Das Sachenrecht wird von mehreren Grundprinzipien beherrscht, die alle einem gemeinsamen Zweck dienen: Sie sollen die Transaktionskosten niedrig halten. Ein gutes Beispiel hierfür ist die Eigentumsvermutung zugunsten des Besitzers nach § 1006 Abs. 1 S. 1 BGB. Dank dieser Vermutung muss nicht aufwendig und kostenintensiv nach dem wahren Eigentümer geforscht werden, was den Rechtsverkehr erheblich erleichtert.
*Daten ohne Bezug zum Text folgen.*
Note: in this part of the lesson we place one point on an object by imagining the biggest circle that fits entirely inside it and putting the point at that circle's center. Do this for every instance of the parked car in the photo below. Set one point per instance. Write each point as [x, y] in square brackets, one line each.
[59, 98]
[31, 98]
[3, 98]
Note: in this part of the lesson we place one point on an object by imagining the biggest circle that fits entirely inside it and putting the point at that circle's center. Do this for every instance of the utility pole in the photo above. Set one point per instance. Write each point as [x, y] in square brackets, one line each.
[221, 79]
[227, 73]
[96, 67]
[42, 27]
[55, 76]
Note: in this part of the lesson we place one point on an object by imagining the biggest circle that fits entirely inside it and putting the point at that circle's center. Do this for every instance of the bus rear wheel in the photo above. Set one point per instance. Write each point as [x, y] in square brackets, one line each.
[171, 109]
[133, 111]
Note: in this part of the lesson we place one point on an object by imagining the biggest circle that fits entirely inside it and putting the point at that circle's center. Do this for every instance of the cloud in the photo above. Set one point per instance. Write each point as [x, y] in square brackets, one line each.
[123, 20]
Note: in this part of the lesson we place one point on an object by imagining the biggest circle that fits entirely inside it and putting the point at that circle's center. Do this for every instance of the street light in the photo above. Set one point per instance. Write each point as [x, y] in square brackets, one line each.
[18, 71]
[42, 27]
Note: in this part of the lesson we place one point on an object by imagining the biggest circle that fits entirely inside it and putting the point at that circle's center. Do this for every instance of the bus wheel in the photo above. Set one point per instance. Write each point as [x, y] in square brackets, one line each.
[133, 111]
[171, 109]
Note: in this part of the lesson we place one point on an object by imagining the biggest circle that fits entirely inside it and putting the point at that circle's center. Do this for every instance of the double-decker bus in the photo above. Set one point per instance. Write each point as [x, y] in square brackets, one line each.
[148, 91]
Das Absolutheitsprinzip besagt, dass dingliche Rechte gegenüber jedermann wirken. Dies schafft Rechtsklarheit und dient dem Verkehrsschutz, weil jeder weiß, dass er fremdes Eigentum respektieren muss. Das Absolutheitsprinzip steht dabei im Gegensatz zur Relativität der Schuldverhältnisse, bei der Rechte nur zwischen den Vertragsparteien bestehen.
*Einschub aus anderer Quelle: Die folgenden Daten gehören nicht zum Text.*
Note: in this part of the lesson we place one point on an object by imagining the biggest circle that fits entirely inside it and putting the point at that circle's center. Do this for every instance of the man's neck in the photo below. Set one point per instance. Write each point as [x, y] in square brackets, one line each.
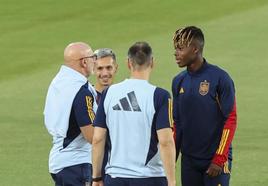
[143, 75]
[196, 65]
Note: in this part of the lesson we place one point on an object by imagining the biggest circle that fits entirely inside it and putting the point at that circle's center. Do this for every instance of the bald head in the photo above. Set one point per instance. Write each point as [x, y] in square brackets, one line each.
[79, 56]
[75, 51]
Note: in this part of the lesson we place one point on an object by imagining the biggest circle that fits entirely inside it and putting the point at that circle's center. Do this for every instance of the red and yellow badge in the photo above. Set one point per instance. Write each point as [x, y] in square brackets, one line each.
[204, 87]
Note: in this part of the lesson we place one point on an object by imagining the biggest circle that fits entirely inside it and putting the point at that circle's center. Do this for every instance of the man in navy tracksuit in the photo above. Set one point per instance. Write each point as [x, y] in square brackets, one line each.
[204, 112]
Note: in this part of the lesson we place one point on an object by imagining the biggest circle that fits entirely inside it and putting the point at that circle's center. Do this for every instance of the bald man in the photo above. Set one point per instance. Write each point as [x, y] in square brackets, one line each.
[69, 113]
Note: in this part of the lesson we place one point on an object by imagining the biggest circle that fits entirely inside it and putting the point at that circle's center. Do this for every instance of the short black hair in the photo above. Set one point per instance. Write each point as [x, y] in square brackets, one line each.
[185, 36]
[140, 53]
[104, 52]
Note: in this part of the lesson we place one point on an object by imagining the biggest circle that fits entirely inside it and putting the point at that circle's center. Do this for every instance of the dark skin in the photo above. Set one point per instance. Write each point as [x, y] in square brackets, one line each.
[191, 57]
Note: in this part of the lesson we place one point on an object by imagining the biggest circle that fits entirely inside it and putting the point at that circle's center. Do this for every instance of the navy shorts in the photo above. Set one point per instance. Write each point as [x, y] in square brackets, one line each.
[193, 173]
[76, 175]
[152, 181]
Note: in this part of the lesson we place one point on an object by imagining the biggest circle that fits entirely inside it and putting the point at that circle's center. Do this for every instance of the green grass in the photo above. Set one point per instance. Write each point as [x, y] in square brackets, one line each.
[33, 35]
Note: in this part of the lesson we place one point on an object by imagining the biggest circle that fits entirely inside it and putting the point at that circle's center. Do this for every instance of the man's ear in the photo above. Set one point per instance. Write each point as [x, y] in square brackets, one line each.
[83, 63]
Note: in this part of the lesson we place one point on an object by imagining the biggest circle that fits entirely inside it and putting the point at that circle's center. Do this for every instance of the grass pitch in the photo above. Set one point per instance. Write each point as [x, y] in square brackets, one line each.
[33, 35]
Der Bestimmtheitsgrundsatz, auch Spezialität genannt, verlangt, dass eine Verfügung immer nur über einzelne Sachen möglich ist. Du kannst also nicht dein gesamtes Vermögen, einen Teil eines Warenlagers oder ein Unternehmen als Ganzes mit einer einzigen Verfügung übertragen. Entscheidend ist, dass ein objektiver Beobachter allein durch Kenntnis der Kriterien der Vereinbarung beurteilen können muss, wann was übertragen wird. Zulässige Bestimmungskriterien sind etwa eine Markierung, die Aufnahme in eine Liste oder eine Raumsicherungsklausel wie „alles in Raum A". Nicht ausreichend bestimmt wäre hingegen „alles in Raum A, was nicht unter Eigentumsvorbehalt geliefert wurde", weil dies von außen nicht erkennbar ist. Dieser Grundsatz ist insbesondere bei der Sicherungsübereignung relevant.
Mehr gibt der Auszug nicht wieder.